The problem was that the simplification rules from the previous levels were applied always, and sometimes I needed more fine-grained control over what is being applied. This was solvable: for each simplification rule I would skip generating the actual rule until the end of this process, then I just added a constructor + a rewrite rule + a claim + a trusted claim for each lemma, and I would import the trusted claim when I needed it for proving. Then I just needed to add a constructor invocation of the rule in my proof, the trusted claim would apply properly, and it would add whatever I needed to the side condition.

However, this meant that I had a tree of claims that I needed to manage safely.

The current project seems to be going in the same direction, so I filed this issue.

virgil-serbanuta commented 6 months ago

FWIW, the above also applied to proofs about code execution, e.g. I had claims summarizing functions, they imported each other, and they were imported by higher level proofs. However, this is not currently needed for the kasmer project.

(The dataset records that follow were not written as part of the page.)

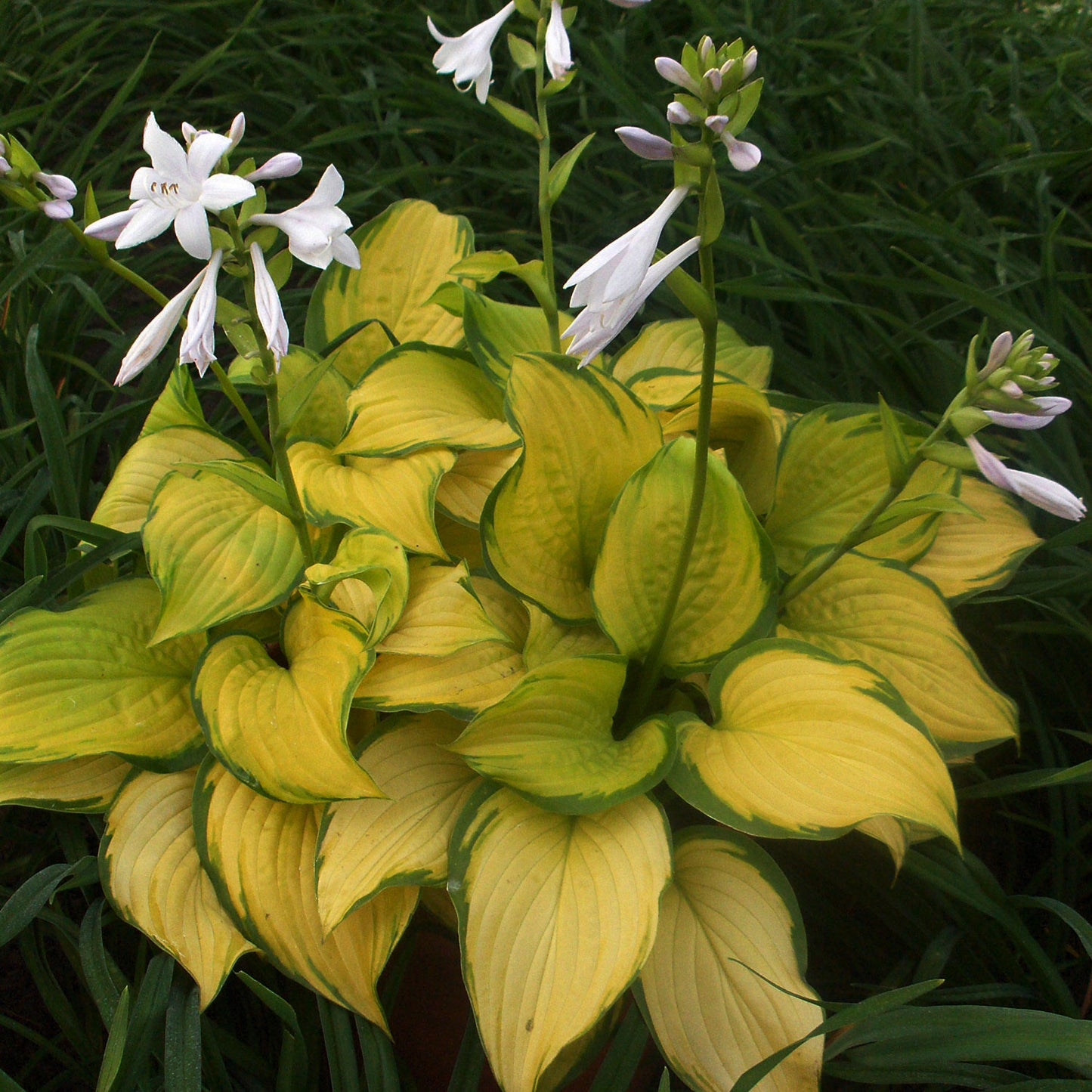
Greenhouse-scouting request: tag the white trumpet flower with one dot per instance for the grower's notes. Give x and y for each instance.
(317, 227)
(468, 57)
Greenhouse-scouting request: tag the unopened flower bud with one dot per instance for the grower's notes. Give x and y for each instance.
(645, 144)
(674, 73)
(282, 165)
(679, 115)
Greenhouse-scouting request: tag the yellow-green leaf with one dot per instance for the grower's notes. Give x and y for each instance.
(741, 432)
(556, 917)
(549, 640)
(368, 846)
(729, 593)
(216, 552)
(651, 365)
(806, 745)
(368, 578)
(282, 731)
(125, 503)
(260, 854)
(84, 682)
(407, 253)
(393, 495)
(422, 397)
(153, 876)
(969, 555)
(466, 486)
(442, 614)
(551, 739)
(728, 922)
(497, 333)
(834, 469)
(899, 625)
(583, 436)
(76, 784)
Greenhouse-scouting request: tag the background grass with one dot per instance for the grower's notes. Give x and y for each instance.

Baltoli commented 6 months ago

Thanks @virgil-serbanuta, that's really helpful context. My high-level summary of what we need to implement in Pyk here is a mechanism for specifying (in code, or in configuration) the dependency graph between these levelized modules. Then, we can define a new kind of prover (or extend an existing one) that can walk the dependency graph and prove your claims in the correct order.

We can use the dependency graph information to then automate the construction of appropriate trusted claims when proving later specifications, so that you don't have to go through that manual process of constructing claims.